ForUsAll, a 401(k) provider with over $1.7 billion in assets under management (AUM), has sued the U.S Labor Department (DOL) for planning an investigation into companies offering crypto investment options to 401(k) holders.
The San Francisco-based firm indicated that the regulators also discouraged employers from turning to cryptocurrencies for their retirement planning.
“This lawsuit seeks to preserve the rights of American investors to choose how to invest money in their own retirement accounts,” reads the lawsuit. “Brought under the APA [Administrative Procedure Act], this lawsuit challenges DOL’s arbitrary and capricious attempt to restrict the use of cryptocurrency in defined contribution retirement plans.”
In a separate release from ForUsAll, the firm said that the federal agency should instead focus on its rulemaking process before issuing such guidance publicly.
“The DOL plays several important roles that serve American workers — but ‘armchair financial adviser’ shouldn’t be one of them,” said CEO of ForUsAll Jeff Schulte.
ForUsAll first partnered with Coinbase back in June 2021, offering up to 5% of 401(k) savings in 50 different cryptocurrencies. The startup now serves more than 80,000 retirement savers across 500 plans.
Fidelity has also joined the trend, allowing its clients to diversify their retirement savings with for up to 20%.
As crypto and retirement plans continued to spring up, the DOL was recently joined by various politicians, notably Elizabeth Warren, in urging caution and pushing back against the trend.
Department of Labor's crypto-retirement guidance
The DOL first issued its guidance against incorporating crypto in 401(k) plans in March 2022.
The guidance cautioned about the risks of adding crypto to retirement investment schemes, citing fraud, theft, and lack of regulation for these assets.
Other issues outlined were the volatile nature of cryptocurrencies, difficulties in book-keeping, valuation concerns, and economic impacts.

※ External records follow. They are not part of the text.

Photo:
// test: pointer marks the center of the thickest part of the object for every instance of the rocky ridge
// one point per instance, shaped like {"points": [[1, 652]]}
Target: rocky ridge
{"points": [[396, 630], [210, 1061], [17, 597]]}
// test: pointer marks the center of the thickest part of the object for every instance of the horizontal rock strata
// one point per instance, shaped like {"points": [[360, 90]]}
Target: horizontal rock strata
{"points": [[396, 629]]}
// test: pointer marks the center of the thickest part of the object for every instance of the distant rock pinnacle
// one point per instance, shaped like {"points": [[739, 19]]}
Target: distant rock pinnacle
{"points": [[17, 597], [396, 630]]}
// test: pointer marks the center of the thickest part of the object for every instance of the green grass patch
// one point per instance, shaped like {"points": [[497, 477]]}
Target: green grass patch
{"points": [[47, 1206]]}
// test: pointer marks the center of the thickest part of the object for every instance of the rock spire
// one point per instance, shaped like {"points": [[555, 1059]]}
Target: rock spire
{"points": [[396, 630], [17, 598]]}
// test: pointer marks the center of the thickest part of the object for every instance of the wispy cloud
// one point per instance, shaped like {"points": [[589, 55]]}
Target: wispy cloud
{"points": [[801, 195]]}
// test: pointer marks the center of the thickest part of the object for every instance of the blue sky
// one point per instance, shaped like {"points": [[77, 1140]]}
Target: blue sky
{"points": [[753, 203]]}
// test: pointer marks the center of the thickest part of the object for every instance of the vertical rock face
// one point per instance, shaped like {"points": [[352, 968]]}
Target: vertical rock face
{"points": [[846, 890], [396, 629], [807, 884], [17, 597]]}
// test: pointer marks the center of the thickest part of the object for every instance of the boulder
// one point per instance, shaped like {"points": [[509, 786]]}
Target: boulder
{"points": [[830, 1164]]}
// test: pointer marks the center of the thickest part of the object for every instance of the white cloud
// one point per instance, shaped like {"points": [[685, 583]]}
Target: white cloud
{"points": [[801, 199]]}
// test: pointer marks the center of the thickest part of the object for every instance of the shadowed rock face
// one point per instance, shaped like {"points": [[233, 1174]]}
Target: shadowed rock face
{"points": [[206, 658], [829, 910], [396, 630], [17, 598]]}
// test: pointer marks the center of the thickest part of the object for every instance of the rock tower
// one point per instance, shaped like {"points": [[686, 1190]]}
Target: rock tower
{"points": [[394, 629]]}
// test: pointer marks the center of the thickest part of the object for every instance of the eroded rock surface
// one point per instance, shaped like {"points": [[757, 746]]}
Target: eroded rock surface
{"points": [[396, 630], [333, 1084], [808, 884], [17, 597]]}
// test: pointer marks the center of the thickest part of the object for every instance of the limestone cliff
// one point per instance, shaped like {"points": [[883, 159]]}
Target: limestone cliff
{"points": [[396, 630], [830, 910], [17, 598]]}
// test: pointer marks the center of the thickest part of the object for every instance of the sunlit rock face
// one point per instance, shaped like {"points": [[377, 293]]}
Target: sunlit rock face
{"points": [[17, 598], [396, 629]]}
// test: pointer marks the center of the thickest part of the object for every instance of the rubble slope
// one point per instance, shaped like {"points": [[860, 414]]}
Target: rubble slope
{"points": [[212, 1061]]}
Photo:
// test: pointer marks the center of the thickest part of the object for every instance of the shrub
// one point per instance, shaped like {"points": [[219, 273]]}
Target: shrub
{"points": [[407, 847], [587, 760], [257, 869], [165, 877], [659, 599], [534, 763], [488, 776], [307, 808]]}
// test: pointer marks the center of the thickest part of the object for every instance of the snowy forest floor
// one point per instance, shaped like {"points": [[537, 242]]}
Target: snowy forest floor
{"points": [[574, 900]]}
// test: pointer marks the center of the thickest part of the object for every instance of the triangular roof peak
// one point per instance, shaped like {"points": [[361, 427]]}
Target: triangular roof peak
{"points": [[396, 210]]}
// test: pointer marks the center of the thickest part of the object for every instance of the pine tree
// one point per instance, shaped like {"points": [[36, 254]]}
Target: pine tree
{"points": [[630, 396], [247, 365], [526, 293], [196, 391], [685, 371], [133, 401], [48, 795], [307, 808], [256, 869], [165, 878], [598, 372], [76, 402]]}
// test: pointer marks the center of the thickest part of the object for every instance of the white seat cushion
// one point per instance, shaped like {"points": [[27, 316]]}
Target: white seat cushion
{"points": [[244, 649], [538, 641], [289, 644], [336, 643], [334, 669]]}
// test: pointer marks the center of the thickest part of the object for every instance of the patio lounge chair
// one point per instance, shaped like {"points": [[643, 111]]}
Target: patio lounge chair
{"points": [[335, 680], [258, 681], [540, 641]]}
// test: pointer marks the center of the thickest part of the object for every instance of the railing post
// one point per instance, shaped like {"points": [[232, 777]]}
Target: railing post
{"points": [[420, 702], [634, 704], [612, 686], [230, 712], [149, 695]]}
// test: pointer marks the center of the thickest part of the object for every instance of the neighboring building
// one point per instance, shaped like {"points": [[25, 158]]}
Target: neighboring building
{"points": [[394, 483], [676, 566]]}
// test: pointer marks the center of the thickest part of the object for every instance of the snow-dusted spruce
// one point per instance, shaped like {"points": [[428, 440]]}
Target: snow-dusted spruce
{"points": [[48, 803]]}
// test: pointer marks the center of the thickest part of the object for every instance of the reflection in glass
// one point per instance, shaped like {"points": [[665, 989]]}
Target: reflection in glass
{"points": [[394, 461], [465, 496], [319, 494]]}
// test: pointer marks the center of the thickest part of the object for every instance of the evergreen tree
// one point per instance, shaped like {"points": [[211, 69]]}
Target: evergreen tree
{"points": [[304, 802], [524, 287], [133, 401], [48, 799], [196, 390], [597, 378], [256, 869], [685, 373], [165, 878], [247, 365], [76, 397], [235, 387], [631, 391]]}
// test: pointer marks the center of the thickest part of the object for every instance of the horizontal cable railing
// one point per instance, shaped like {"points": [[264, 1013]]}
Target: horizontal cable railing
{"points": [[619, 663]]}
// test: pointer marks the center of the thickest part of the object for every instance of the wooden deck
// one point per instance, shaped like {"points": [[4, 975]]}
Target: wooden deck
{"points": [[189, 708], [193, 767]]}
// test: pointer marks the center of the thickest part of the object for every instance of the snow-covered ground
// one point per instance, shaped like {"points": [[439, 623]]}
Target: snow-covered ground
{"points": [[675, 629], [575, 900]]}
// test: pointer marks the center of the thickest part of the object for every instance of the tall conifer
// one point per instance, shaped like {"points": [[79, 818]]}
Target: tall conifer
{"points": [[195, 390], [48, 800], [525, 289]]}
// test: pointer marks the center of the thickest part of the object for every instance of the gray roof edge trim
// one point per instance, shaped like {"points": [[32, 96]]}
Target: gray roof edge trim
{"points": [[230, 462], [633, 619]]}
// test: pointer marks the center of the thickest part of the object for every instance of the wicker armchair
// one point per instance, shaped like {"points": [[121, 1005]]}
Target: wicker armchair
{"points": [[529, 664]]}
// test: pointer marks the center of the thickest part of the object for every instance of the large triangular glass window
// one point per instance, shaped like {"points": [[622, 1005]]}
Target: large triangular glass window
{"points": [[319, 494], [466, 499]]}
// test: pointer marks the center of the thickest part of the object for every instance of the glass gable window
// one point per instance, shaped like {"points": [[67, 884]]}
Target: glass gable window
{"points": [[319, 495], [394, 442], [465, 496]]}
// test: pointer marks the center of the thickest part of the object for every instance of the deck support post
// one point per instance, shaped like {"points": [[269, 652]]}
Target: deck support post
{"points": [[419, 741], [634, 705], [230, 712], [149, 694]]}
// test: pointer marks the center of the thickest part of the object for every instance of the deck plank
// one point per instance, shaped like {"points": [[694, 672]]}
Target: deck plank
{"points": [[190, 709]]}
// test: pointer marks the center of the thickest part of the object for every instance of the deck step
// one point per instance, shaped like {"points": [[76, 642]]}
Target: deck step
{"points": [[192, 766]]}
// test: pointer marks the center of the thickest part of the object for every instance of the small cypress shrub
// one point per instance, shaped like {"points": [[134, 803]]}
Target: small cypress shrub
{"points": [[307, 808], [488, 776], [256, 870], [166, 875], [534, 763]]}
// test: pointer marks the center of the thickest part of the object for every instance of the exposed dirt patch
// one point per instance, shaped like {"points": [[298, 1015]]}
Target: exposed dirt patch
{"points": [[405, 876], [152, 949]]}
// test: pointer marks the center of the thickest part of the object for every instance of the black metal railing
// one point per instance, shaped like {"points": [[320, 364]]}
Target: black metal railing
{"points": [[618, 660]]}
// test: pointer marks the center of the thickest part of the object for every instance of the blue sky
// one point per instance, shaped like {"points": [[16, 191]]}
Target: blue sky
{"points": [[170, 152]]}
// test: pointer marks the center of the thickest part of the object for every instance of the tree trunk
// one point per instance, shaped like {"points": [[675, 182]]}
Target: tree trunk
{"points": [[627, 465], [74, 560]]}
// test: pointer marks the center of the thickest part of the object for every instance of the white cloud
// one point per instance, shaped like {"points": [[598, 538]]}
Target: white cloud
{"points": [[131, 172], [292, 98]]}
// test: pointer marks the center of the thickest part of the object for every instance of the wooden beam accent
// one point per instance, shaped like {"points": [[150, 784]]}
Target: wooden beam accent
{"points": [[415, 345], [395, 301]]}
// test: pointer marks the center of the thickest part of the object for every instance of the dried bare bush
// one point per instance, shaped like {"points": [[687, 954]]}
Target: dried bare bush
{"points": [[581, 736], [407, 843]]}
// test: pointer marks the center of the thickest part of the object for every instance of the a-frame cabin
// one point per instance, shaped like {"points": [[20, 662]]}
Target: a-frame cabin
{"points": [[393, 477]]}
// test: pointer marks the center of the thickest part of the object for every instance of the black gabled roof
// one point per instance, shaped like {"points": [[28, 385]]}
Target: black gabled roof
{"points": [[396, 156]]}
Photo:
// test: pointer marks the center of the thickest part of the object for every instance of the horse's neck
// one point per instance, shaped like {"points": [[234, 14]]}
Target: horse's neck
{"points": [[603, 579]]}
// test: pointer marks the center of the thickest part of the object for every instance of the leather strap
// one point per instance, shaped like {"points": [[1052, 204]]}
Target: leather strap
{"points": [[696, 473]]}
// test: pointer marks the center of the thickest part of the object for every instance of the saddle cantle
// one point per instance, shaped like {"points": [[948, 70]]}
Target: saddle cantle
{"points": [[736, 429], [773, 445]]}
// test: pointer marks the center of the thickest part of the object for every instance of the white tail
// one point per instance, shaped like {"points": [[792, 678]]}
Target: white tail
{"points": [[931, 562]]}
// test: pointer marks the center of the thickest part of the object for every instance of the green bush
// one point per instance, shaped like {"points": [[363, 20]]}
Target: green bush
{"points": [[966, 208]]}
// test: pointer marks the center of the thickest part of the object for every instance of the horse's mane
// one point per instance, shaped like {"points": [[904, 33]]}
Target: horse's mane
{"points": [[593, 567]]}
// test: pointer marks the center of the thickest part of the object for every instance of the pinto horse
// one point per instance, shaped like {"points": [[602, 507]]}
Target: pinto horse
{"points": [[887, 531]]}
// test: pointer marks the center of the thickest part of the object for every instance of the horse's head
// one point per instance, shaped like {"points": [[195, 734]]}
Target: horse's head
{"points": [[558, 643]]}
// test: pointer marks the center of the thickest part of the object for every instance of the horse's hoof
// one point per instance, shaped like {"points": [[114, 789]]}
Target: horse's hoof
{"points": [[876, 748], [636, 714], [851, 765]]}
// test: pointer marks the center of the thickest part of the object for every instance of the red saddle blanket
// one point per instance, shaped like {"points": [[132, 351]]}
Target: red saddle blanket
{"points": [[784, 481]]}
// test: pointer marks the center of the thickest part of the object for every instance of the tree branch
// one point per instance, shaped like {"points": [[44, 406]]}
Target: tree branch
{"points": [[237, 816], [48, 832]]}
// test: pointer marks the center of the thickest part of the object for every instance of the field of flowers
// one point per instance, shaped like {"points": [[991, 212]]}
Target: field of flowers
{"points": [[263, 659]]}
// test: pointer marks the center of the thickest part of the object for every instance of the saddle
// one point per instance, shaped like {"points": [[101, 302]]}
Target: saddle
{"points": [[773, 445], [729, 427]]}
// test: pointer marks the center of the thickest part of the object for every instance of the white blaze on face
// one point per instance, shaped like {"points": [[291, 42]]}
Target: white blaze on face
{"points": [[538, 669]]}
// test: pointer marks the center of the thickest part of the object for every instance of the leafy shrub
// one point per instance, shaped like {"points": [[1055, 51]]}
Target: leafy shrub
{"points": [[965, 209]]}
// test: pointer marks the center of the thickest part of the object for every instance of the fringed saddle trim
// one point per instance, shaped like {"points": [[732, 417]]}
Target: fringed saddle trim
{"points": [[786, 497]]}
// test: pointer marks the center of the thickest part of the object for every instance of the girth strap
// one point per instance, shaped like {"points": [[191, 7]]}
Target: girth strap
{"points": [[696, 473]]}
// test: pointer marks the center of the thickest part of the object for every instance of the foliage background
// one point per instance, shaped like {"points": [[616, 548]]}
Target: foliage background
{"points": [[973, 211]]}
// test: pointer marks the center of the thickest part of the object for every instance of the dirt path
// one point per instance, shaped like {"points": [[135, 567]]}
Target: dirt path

It went on to add that an investigation would be carried out which looked into companies offering 401(k) accounts with crypto exposure.
“Based on these and other concerns, EBSA (Employee Benefits Security Administration) expects to conduct an investigative program aimed at plans that offer participant investments in cryptocurrencies and related products,” read the guidance at that time.
The DOL isn’t banning cryptocurrency in 401(k)s outright though, reminded Ali Khawar, acting assistant secretary of the department’s EBSA unit in an interview with The Wall Street Journal last month.
“I don’t view this guidance as a forever and ever thing,” Khawar said. “It is focused on this stage of development.”